Still shopping for the holidays? You have about 8 hours left to hit the malls and fight the crowds. And just because the average American will spend $518 this year on presents, doesn’t mean you cant buy your lucky and spoiled loved ones gifts that truly bust the bank.
If you’re in the market for something a bit fancier this year, check out the most expensive Christmas gifts in the world available this year.
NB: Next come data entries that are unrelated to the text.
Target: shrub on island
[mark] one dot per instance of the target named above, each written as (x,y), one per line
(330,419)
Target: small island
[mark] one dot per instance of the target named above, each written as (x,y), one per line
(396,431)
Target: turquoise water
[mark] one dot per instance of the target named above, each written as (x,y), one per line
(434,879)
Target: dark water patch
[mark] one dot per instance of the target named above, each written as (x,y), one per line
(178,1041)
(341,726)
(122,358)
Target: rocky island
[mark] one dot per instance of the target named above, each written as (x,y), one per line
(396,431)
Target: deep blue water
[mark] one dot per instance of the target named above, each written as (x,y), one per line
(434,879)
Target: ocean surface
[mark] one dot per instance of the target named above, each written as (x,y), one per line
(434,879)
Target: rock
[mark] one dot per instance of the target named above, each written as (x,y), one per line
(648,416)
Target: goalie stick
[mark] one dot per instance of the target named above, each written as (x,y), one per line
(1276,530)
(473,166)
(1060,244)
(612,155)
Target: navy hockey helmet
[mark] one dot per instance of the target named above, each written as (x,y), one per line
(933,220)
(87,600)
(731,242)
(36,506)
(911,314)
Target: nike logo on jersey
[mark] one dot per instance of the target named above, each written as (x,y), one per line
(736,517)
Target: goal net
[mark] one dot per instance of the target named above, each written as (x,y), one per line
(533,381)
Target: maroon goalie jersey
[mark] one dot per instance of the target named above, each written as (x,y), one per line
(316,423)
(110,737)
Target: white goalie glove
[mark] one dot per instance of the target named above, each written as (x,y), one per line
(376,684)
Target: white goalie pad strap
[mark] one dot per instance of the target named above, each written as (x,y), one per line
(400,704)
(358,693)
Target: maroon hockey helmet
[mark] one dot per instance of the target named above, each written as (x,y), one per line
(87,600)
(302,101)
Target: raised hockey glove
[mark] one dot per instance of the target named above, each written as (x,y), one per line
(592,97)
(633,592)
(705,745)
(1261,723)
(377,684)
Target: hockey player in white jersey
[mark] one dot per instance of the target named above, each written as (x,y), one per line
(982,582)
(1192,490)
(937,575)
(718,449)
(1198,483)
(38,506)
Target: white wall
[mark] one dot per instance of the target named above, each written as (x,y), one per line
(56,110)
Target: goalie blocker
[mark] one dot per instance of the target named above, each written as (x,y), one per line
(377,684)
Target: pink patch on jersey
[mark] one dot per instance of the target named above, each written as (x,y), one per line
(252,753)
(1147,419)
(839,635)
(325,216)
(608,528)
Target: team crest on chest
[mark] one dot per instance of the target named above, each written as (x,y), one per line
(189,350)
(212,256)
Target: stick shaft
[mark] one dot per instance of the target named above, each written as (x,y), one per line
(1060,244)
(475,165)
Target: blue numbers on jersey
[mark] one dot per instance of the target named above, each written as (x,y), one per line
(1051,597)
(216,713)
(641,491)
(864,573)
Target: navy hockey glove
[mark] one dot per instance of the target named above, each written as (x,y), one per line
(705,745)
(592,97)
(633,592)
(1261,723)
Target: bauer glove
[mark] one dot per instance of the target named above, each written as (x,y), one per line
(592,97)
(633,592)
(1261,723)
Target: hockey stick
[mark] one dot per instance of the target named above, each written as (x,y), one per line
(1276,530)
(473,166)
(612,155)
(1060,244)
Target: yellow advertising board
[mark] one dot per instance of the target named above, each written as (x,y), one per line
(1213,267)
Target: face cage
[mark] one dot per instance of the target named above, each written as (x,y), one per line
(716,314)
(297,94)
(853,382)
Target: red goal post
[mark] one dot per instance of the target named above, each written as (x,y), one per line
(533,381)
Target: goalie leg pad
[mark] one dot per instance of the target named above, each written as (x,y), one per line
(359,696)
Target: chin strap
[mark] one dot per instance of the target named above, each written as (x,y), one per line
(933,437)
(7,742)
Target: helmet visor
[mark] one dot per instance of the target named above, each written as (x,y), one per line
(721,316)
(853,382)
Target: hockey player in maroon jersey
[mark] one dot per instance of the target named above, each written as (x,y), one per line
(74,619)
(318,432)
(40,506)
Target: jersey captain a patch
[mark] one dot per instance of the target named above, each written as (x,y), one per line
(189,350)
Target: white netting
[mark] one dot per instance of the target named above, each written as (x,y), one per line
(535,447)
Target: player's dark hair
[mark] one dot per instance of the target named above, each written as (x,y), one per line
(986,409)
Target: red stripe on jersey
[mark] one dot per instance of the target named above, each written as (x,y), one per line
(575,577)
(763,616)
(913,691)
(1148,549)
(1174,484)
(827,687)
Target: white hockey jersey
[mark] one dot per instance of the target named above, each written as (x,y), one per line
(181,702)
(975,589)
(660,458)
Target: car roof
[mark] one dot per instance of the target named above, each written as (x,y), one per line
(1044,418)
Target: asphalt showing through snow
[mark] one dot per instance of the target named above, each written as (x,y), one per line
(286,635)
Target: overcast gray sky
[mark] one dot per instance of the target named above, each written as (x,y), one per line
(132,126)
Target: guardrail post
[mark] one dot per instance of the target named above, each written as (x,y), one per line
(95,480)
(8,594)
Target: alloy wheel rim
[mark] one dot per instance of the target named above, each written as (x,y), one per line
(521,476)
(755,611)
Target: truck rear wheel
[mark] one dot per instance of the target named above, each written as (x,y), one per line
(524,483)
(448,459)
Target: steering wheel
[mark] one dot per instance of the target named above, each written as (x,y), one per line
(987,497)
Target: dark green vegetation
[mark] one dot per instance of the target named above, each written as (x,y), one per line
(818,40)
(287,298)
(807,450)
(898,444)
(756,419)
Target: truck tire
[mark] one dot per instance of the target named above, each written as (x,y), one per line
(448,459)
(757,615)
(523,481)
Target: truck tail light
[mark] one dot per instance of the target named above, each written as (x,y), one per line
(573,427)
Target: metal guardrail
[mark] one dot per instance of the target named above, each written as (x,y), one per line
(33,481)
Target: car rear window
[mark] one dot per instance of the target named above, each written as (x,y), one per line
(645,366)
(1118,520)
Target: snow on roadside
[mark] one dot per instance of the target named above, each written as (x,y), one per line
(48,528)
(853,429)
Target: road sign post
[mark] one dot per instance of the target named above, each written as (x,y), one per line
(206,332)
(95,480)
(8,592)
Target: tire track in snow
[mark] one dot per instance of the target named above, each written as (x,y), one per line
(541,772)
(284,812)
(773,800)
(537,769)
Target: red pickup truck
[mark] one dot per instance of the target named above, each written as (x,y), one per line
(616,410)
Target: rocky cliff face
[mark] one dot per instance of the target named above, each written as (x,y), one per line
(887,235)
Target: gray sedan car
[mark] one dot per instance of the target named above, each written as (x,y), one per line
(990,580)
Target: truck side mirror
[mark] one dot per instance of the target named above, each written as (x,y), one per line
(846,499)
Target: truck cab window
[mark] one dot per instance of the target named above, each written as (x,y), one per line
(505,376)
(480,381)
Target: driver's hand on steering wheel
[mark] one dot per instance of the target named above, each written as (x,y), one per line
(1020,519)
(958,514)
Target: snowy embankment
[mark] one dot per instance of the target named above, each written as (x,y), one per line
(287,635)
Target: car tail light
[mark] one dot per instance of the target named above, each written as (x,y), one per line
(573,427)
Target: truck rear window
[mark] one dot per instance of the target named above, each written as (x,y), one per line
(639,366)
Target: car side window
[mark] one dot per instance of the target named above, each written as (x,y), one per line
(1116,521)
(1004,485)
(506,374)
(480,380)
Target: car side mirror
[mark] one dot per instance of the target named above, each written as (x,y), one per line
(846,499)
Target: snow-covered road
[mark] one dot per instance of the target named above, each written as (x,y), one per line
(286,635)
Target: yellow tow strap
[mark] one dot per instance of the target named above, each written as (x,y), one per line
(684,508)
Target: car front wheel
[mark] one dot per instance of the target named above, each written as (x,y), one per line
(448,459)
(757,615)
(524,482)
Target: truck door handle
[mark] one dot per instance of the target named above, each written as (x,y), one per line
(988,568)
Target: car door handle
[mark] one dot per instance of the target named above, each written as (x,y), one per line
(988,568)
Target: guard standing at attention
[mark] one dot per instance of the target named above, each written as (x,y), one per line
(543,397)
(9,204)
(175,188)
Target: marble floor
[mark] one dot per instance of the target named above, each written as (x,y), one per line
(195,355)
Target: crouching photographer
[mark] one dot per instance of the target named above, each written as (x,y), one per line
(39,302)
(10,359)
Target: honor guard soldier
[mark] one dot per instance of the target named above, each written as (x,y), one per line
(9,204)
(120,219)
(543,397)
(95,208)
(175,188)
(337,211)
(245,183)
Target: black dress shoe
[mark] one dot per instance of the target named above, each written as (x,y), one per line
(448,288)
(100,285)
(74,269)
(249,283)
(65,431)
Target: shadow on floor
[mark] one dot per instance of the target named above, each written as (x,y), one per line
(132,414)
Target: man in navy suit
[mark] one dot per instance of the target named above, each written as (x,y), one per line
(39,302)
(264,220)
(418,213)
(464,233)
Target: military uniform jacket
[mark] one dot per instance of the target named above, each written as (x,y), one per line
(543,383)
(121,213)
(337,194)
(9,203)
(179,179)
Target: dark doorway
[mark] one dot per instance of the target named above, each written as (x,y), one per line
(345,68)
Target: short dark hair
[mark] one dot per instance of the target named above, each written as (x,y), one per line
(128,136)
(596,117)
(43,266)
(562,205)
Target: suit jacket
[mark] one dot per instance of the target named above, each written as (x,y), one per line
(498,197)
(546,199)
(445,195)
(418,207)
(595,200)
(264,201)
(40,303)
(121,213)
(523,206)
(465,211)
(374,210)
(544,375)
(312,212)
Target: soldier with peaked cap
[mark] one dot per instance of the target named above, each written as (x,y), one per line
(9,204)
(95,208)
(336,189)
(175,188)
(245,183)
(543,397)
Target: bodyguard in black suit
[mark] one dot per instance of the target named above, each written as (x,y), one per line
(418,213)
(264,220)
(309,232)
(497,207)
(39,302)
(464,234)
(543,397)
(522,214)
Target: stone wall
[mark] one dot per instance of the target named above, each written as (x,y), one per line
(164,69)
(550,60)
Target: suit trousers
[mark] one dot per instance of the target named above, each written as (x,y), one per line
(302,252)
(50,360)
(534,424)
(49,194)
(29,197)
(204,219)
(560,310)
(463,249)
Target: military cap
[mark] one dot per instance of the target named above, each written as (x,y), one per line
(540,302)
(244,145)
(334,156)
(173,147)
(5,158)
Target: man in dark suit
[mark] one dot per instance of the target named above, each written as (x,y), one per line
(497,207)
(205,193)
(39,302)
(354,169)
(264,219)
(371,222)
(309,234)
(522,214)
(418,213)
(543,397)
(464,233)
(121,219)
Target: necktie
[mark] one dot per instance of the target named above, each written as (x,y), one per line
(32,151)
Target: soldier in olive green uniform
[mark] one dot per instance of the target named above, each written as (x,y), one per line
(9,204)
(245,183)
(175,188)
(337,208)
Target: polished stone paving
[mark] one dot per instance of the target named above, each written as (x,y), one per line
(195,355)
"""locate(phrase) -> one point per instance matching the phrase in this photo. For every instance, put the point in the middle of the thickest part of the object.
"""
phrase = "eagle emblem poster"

From “cheapest” to “OMG,” check out these pricy picks from CBSMoneyWatch.com:
Hammacher Schlemmer Three-Wheeled Scooter
Hammacher Schlemmer put this engine-powered, two-person buggy on the cover of its November 22 “Last Chance” catalog — one of eight holiday books the retailer mails in all — and sold one the first week of December. The scooter gets about 100 miles to a 1.5-gallon tank, has seatbelts, turn signals and independent all-wheel suspension, and comes in a choice of blue, green, red and yellow. Not surprisingly, an appearance on a catalog cover can be a sales booster: Last year Hammacher Schlemmer sold four $15,000 rocking horses after one appeared on a November catalog. “You see it and you fall in love with it,” says director of merchandising Robert Bohlin.
Bonzini Babyfoot Barbie Foosball Table
You wouldn’t think the Barbie-loving demographic and the foosball-loving demographic would converge. But FAO Schwarz says buyers have snapped up this girly iteration of the dive bar staple. The table is tricked out in hot pink, with uniformed Barbie dolls substituting for the usual male soccer players — which may explain the appeal.
2011 Neiman Marcus Edition Camaro
You can buy this 2SS-model convertible muscle car at a Chevrolet dealer for about $40,000. That didn’t keep Dallas-based Neiman Marcus from selling all 100 of its specially commissioned Camaros at nearly double that — in three minutes. The car, with a V8 engine, a bordeaux exterior and an exclusive amber leather interior, is the priciest offering that has sold from this year’s Christmas Book. But Neiman Marcus has also sold one $17,500 Leica M9 camera, two $6,000 ukuleles and four $4,500 electric tricycles from fashion designer Tory Burch. (As with all the retailers we spoke with, the company would not release specific customer information.) The $1.5 million swimming pool sculpture installation is still up for grabs.
iPhone 4 Diamond Rose
Here’s a way to blow your extended Bush-era estate tax cut. From Stuart Hughes, a British maker of over-the-top gadgets — think platinum laptops and 24-karat gold televisions — “the world’s most expensive iPhone” has a rose-gold casing inlaid with 500 diamonds. Its navigation button is set with a 7.4-carat pink diamond. It’s available for purchase online at StuartHughes.com. In October the Internet was buzzing with the news that Australian mining mogul Tony Sage had snapped up the phone. But that was a rumor. “I had the first option to buy the phone and politely said no!” Sage says. He doesn’t need one, since he’s already bought a Stuart Hughes gold Blackberry. “It’s my main phone,” he says, adding: “It gets a lot of attention where ever I go.” Also getting attention, thanks to the $8 million iPhone, is Hughes’s less expensive site, Goldstriker International, which sells Swarovski-crystal versions in the four-figure range. Says Hughes, “The big guys with all the money, they give them out like sweets.”
Tiffany Majestic Necklace
A stratospherically priced item can influence the perceived value of the merchandise surrounding it, says Dan Ariely, a professor of psychology and behavioral economics at Duke University and author of “Predictably Irrational: The Hidden Forces That Shape Our Decisions.” The retailer’s goal, Ariely says, “is to reframe what we think is a reasonable price. If we don’t know what something is worth, we compare its relative value to other things like it” — which is how a $2,000 bottle on a wine list can make the $200 choice seem like a bargain. Fantasy merchandise also appeals to our inner snob. “You get the sense that this catalog is being sent to lots of wealthy people,” Ariely says, “and you think of yourself in that world.” If you can’t swing the diamond necklace on the cover of the Tiffany jewelry catalog, you can still get into the club with the $175 sterling silver necklace on page 21.